Soudainement, la lumière disparut, laissant une forme blanche devant Samaël.
Le roux vit au milieu du tissu blanc des mains fripées et une longue barbe blanche dépasser.
— Belle barbe papi.
L'homme releva la tête et rencontra le regard de Samaël.
Les yeux d'ambres s'écarquillèrent lorsqu'ils virent le bleu électrique des iris de l'autre.
— Merci Samaël.
Les fines lèvres du vieil homme s'étirèrent en un sourire de sage. Il s'avança vers Samaël et le dépassa.
— Suis moi.
Sceptique, le rouquin hésita un instant avant de s'engager derrière l'inconnu à l'habit blanc.
Ou la couette, selon Samaël.
— Où est-ce qu'on va ?
Seul le silence lui répondit. Ils continuèrent leur marche, traversant forêt, clairière, rivière et montagne.
— Qui êtes-vous ?
Le vieillard se retourna. Ils étaient arrivés devant ce qu'il semblait être une grotte que l'on retrouve dans les livres pour enfants.
— La lumière.
Samaël plissa les yeux et pinça les lèvres.
— Je ne comprends pas.
L'homme ne se retourna pas, mais Samaël put deviner qu'il souriait.
— Suis moi Samaël.
Il s'engouffra à l'intérieur, suivit de près par le rouquin.

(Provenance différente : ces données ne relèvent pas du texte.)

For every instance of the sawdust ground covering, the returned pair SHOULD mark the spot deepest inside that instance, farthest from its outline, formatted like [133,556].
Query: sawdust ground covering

Ils prirent plusieurs chemins sinueux. Des gouttes froides tombaient du plafond sur le crâne de Samaël, leurs pas résonnaient en écho dans la grotte.
Le vieillard s'arrêta de nouveau devant un grand mur rocheux où des pierres lumineuses trouaient la roche noire.
Il se retourna face à Samaël et prit son poignet d'une main.
Avec l'autre, il fit glisser le ruban accroché au jeune homme entre ses longs doigts filiformes.
— Ceci est un ruban de rêves Samaël.
Samaël grogna en reniflant.
— Merci, mais je le savais déjà ça.
— Ne sois pas si sec.
Samaël observa le ruban à son tour.
— Je ne le remarque jamais. Dans mes rêves.
Le vieillard sourit en continuant à faire couler le ruban entre ses doigts osseux.
— C'est normal.
Il marqua une pause et observa l'espace qui les entourait.
— Ton Léandre n'est pas loin... Je dois te parler.
Il laissa le ruban doré et se dirigea vers le mur rocheux noir.
Il effleura les pierres lumineuses de ses mains blanches. Celles-ci réagirent en émettant une lueur plus vive.
— Vous avez les mains baladeuses.
— Chaque pierre correspond à un ruban.
Il décrocha la pierre orange du mur. Un fil orangé semblable à celui accroché au poignet de Samaël suivit la pierre que le vieillard venait d'extirper.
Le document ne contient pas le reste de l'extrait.